In the opening chapter he discusses monotheism, a “terrible idea but a wonderful discovery.” The heart of this subject for Alison is what we define the idea of one God against. God is God - as opposed to… what? Other gods? Or as against nothing?

Citing the prophets in the Hebrew scriptures, particularly Amos and Isaiah, Alison shows how the notion of God in the Hebrew scriptures evolved, and moved from a my-God-over-your-god paradigm to one of God as against nothing.

Why does this matter? It affects how religious people behave. Too often people of faith, not least Christian denominations and schisms, gain their sense of cohesion and unity from a conviction of their rightness about God in comparison to the heresies or wickedness of others. It is in this sense that monotheism is a terrible idea. As Alison puts it, such people believe not so much in God as in conflict - and it can lead to a victim mentality that religious leaders exploit to build a following.
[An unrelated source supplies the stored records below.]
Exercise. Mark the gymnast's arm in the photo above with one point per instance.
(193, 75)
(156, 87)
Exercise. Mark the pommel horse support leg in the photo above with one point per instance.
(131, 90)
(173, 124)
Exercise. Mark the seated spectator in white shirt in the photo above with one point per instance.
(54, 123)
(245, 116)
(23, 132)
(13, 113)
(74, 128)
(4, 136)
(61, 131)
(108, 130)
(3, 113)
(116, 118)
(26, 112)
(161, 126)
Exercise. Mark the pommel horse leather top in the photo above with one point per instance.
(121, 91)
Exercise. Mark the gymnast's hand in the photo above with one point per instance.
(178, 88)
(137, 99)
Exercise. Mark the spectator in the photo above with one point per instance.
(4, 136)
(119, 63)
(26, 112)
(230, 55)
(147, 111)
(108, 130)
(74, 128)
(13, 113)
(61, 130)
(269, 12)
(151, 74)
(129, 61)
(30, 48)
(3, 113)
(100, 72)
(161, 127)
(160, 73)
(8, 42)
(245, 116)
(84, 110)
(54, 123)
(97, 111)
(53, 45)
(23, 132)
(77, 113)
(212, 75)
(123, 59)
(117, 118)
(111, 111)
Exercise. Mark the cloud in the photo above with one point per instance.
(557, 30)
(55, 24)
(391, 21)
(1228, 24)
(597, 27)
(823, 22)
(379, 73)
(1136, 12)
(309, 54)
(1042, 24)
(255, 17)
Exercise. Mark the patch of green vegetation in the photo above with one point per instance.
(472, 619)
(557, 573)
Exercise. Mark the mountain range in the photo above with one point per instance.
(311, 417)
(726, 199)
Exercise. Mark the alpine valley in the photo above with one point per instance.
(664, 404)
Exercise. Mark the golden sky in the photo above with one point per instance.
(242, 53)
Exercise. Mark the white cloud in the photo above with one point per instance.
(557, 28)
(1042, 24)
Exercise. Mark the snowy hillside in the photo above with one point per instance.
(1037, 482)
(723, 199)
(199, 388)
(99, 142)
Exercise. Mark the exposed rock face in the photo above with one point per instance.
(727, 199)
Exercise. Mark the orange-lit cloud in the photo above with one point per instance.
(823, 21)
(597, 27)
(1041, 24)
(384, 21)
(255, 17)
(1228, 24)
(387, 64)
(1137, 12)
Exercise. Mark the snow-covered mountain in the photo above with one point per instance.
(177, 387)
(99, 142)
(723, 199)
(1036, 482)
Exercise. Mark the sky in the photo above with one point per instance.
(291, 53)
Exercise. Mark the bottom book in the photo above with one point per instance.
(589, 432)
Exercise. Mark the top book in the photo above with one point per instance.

When we notice, however, that God does not play to the language of us-and-them but rather me-and-you it casts monotheism in a different light. The message of the prophets is not about Yahweh as against other gods, but his steadfastness and love against our idolatry and faithlessness. There is God and there is us, whom he loves into being. This is the wonderful discovery of monotheism:
“It is only if our love of Christ and our following of him is part of our discovery of not being ‘right’, or being successful, or being relevant, or able to attract funds, or votes, or bring about democracy, or liberal values, but of being loved into being with all the others whom we might be tempted to think of as our inferiors, being assured that we are liked as we let go of the things we think make us likeable, being assured of a peace which enables us to let go of our addiction to the power of this world and the relevance to which we must cling, it is only these which will enable us, over time, to bear witness to Christ as God. Not the token messenger of a ‘he’ which shores us up, but the quiet depth of the ‘I Am’ who shakes us into life.”